Şirkete geldiğimizde hemen inip içeri girdim. Asansör gelince binip köşeye geçtim. Elime telefonumu alıp onunla oyalandım. Asansör açıldığında çıkıp dans odasına yürümeye başladık.

İçeri girip telefonumu duvarın kenarına bıraktım. Ardından hemen ısınma hareketlerine başladım. Yaklaşık 20 dakika ısındıktan sonra Soobin gidip şarkılarımızın bulunduğu listeyi açtı. "Başlayalım bir an önce. İlk şarkı Sugar Rush Ride. Yerlerinizi alın."

Hepimiz danstaki yerlerimize geçerken İlk şarkının bu olması hoşuma gitmemişti. Çünkü dansın bir kısmında üyelerin dizlerine uzandığım bir bölüm vardı. Ve o kısımda Soobin'in eli bacağımda oluyordu. Bu da şu an iyi bir şey değildi.

Bir buçuk saatin sonunda kendimizi yere attık. Tüm dansları bitirmiştik ama yorgunluktan ölüyorduk. "Eve gidelim." Beomgyu sızlanıp başını Taehyun'un dizine bıraktı. "Bence de." Taehyun cevap verirken küçük bir tebessümle elini Beomgyu'nun saçlarına attı.

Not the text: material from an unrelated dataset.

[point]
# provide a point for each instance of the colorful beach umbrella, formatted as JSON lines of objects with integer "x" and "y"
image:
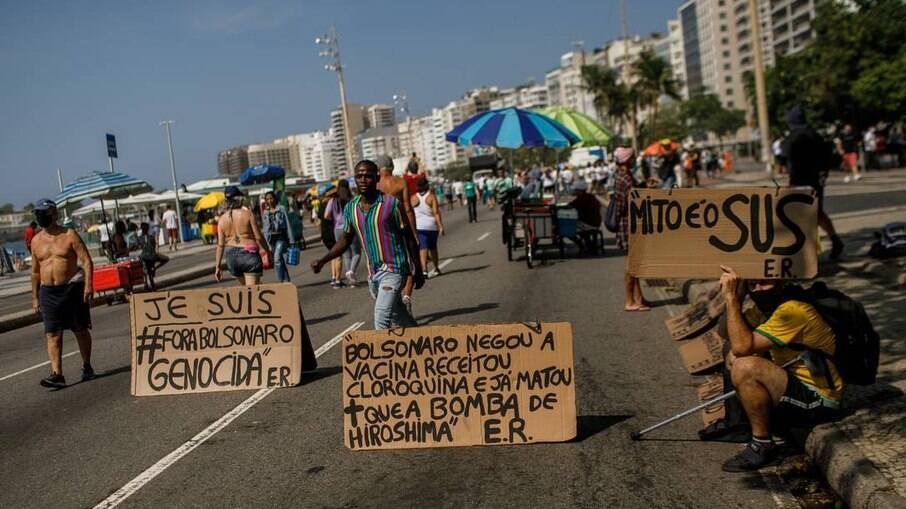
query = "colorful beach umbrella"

Gözlerim bir anda onlarda takılı kaldı. Ne ara bu kadar birbirlerine yakın davranmaya başlamışlardı? Normalde kedi köpek gibilerdi. Son zamanlarda birbirlerine çok farklı davranıyorlardı.

"Evet gidelim." Soobin'in ayaklanmasıyla Huening de kalktı. "Hyung, ben pasta istiyorum."

Hepimiz tatlılığına gülünce Soobin, Huening'in saçlarını karıştırıp cevap verdi. "Tamam alırız."